自民党修正案は「抜け穴」だらけ?
藤森祥平キャスター:
公明党や日本維新の会の案に譲歩する形で示された自民党の修正案。しかし、野党側からは「抜け穴や抜け道だらけだ」という批判の声が上がっています。
自民党の修正案を見てみると...

▼政治資金パーティーの購入者の公開基準:20万円超⇒5万円超に引き下げ
▼政策活動費:年間上限額を定め領収書などを10年後に公開
小川彩佳キャスター:
10年後の公開はかなり踏み込んだ、というふうにはしていますが、実効性はどうなんでしょうか。

TBSスペシャルコメンテーター 星浩さん:
そもそも経過を辿ると、公明党との協議の中で、自民党では麻生副総裁や茂木幹事長は「公明党に譲歩すべきじゃない」とかなり強く主張しました。しかし、三役の1人の森山裕総務会長が「迷惑かけた方(自民党)が譲るのが当然だ」という、ある意味では至極常識的なことを岸田総理に伝え、岸田総理が最終的に折れる、という決断をしたわけです。

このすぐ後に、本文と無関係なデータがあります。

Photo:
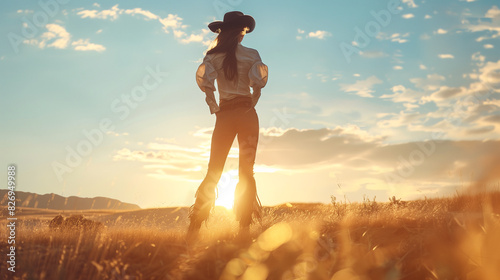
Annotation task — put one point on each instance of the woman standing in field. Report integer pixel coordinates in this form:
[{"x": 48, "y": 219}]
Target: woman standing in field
[{"x": 236, "y": 68}]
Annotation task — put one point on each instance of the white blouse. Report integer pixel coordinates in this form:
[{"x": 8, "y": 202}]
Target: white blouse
[{"x": 251, "y": 73}]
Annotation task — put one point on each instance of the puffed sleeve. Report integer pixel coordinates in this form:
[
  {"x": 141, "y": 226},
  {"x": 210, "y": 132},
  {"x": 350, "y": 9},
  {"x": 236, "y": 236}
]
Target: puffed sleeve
[
  {"x": 206, "y": 75},
  {"x": 258, "y": 74}
]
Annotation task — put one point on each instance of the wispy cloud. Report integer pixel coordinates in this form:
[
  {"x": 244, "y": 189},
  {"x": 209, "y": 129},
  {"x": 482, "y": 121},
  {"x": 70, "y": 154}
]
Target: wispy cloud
[
  {"x": 58, "y": 37},
  {"x": 172, "y": 23},
  {"x": 440, "y": 31},
  {"x": 319, "y": 34},
  {"x": 363, "y": 88},
  {"x": 85, "y": 45},
  {"x": 446, "y": 56},
  {"x": 395, "y": 37},
  {"x": 410, "y": 3}
]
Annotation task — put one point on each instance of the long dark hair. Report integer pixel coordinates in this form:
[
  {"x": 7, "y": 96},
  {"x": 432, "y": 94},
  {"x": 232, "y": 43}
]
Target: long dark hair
[{"x": 226, "y": 42}]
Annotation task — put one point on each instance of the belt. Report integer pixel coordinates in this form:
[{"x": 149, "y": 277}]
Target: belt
[{"x": 238, "y": 102}]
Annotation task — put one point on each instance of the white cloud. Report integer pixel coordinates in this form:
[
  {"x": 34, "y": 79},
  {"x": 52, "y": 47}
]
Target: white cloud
[
  {"x": 363, "y": 88},
  {"x": 55, "y": 37},
  {"x": 489, "y": 27},
  {"x": 373, "y": 54},
  {"x": 403, "y": 94},
  {"x": 103, "y": 14},
  {"x": 58, "y": 37},
  {"x": 446, "y": 56},
  {"x": 396, "y": 37},
  {"x": 444, "y": 93},
  {"x": 139, "y": 11},
  {"x": 170, "y": 24},
  {"x": 192, "y": 38},
  {"x": 319, "y": 34},
  {"x": 440, "y": 31},
  {"x": 494, "y": 12},
  {"x": 410, "y": 3},
  {"x": 85, "y": 45}
]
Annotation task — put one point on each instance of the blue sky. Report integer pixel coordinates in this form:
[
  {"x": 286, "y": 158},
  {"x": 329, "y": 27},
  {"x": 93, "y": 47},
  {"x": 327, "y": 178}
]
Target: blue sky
[{"x": 375, "y": 98}]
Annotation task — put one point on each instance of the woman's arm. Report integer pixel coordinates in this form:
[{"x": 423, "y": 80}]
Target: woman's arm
[
  {"x": 255, "y": 95},
  {"x": 212, "y": 104}
]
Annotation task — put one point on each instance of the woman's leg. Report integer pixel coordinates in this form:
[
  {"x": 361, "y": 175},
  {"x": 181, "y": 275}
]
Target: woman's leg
[
  {"x": 222, "y": 139},
  {"x": 246, "y": 199}
]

しかし、よくよく見ると抜け穴だらけで、例えばパーティー券購入者の公開基準は「1回につき」なんです。そうすると、20万円超を5万円超にしましたが、「パーティーを4回開けば今までと同じようなことができる」という仕組みですから、明らかに抜け道です。

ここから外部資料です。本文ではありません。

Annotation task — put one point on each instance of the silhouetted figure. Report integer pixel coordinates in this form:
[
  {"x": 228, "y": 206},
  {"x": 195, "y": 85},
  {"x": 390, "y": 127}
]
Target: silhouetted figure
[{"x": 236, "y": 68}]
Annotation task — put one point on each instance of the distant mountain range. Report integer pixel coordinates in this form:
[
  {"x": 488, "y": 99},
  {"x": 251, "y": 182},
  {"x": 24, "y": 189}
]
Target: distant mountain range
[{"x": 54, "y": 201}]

また、政策活動費について言うと、政治資金規正法違反などの犯罪では時効は5年が多いです。そうすると“公開した後、犯罪がわかったとしても立件できない”ということですし、今の自民党の案では、これに場所や名前などに黒塗りが多く出てくる、ということも考えられます。そうすると、ほとんど実効性はない、ということになってしまいます。
小川キャスター:
まだ、この後に及んで「10年後に公開される領収書などが黒塗りの可能性がある」ということですか
星浩さん:
全くそこは否定していないので、このままいくと「10年後見たらかなりの部分が黒塗りでした」ということになってしまいますね。